13. Avantages et inconvénients

Les avantages d'une implémentation en C++

  • Performance et faible latence. Une vitesse proche du « métal », un minimum de surcoût par requête.
  • Efficacité mémoire. On peut tenir des milliers de connexions sur des ressources modestes (surtout avec curl_multi), sans pauses de ramasse-miettes.
  • Contrôle total. Réglage fin du TLS, des sockets, des timeouts, de la mémoire — là où les langages de haut niveau masquent les détails.
  • Un écosystème mûr de bibliothèques C. libcurl, OpenSSL, libxml2, ICU, lexbor — un socle industriel éprouvé.
  • Intégration aisée dans un backend C/C++ existant, sans ponts entre langages.

Les inconvénients

  • Développement plus long et plus coûteux. Ce qui s'écrit en une soirée en Python demande en C++ plus de code et de rigueur.
  • Gestion manuelle des ressources. Fuites mémoire, handles qui traînent, races en multithreading — c'est votre responsabilité.
  • Des API C sur callbacks (libcurl, libxml2), verbeuses ; les wrappers (cpr) sauvent en partie la mise.
  • Peu de « batteries incluses » pour les sites JS. Pas d'équivalent natif de Selenium/Playwright ; un navigateur headless piloté depuis C++, c'est douloureux.
  • Moins de frameworks de scraping prêts à l'emploi qu'en Python (pas d'équivalent de Scrapy « de série ») — on écrit davantage à la main.
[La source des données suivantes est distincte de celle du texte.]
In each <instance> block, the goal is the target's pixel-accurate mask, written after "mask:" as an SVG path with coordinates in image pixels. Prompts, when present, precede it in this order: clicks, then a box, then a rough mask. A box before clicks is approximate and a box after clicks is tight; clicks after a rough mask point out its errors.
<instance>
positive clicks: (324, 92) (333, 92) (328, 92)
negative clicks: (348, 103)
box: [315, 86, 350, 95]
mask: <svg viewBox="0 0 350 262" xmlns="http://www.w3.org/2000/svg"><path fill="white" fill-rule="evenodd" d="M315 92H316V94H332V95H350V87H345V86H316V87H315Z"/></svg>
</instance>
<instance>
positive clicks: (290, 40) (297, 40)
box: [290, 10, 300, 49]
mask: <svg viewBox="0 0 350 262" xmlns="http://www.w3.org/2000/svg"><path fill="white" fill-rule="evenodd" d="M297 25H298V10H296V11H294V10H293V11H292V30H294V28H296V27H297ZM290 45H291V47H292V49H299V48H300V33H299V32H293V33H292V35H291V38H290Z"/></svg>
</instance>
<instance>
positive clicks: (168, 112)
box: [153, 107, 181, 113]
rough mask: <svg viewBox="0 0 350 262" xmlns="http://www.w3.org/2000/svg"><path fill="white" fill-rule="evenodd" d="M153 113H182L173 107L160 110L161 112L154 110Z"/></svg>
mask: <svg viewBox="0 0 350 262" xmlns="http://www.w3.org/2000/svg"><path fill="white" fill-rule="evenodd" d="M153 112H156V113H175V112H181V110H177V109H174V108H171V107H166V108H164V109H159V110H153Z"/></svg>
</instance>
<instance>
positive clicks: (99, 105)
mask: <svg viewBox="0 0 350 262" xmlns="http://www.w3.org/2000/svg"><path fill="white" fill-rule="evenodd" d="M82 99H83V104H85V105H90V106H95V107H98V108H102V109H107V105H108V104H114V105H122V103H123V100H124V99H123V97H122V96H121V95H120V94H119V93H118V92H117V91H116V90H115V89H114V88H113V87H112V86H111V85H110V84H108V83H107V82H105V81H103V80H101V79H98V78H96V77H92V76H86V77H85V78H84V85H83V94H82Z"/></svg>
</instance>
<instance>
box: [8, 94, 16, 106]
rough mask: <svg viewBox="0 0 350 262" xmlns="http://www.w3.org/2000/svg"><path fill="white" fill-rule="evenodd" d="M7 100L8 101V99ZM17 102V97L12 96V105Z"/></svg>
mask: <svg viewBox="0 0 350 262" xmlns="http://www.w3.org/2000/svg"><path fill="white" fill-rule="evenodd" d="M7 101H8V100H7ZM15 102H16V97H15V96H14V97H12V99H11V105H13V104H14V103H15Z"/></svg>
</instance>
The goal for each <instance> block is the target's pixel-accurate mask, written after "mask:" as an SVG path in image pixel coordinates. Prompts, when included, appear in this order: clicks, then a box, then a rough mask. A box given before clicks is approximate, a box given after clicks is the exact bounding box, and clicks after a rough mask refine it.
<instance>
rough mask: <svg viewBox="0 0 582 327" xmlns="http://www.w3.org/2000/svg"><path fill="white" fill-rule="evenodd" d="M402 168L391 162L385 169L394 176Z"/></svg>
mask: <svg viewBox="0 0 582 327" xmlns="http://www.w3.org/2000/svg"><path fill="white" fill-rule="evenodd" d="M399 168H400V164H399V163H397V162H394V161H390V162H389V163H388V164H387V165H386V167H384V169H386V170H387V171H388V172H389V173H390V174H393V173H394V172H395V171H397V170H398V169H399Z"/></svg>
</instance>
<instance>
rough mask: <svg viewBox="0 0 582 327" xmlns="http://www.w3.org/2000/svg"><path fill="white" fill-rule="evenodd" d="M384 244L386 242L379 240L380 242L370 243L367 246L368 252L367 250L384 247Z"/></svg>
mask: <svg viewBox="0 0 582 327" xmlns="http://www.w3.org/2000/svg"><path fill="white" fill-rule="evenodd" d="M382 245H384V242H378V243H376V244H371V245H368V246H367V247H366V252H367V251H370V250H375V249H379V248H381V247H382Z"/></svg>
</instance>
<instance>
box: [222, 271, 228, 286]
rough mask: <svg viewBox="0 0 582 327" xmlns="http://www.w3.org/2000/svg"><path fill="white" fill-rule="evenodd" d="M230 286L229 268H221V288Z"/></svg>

Conclusion : C++ se justifie quand l'échelle, la vitesse et la consommation de ressources sont critiques (crawlers à forte charge, produit bâti sur une stack C++). Pour des tâches ponctuelles et des prototypes, Python/Go restent plus rapides à mettre en œuvre.


14. La stack finale

Un ensemble équilibré pour un scraper C++ de production :

Couche Bibliothèque
Client HTTP cpr (au-dessus de libcurl)
TLS OpenSSL (via libcurl)
Parsing HTML lexbor (ou libxml2 pour XPath)
JSON nlohmann/json / RapidJSON
Encodages ICU ou iconv
Multithreading pool std::thread + curl_multi, oneTBB au besoin
Proxys/TOR libcurl (socks5h://) + Tor ControlPort
File/dédup Redis / RabbitMQ, filtre de Bloom
Stockage SQLite / PostgreSQL
Normalisation des URL Boost.URL

Commencez petit — cpr + lexbor + un seul thread — et n'ajoutez de la complexité (proxys, multithreading, files d'attente) qu'en réponse à une charge réelle.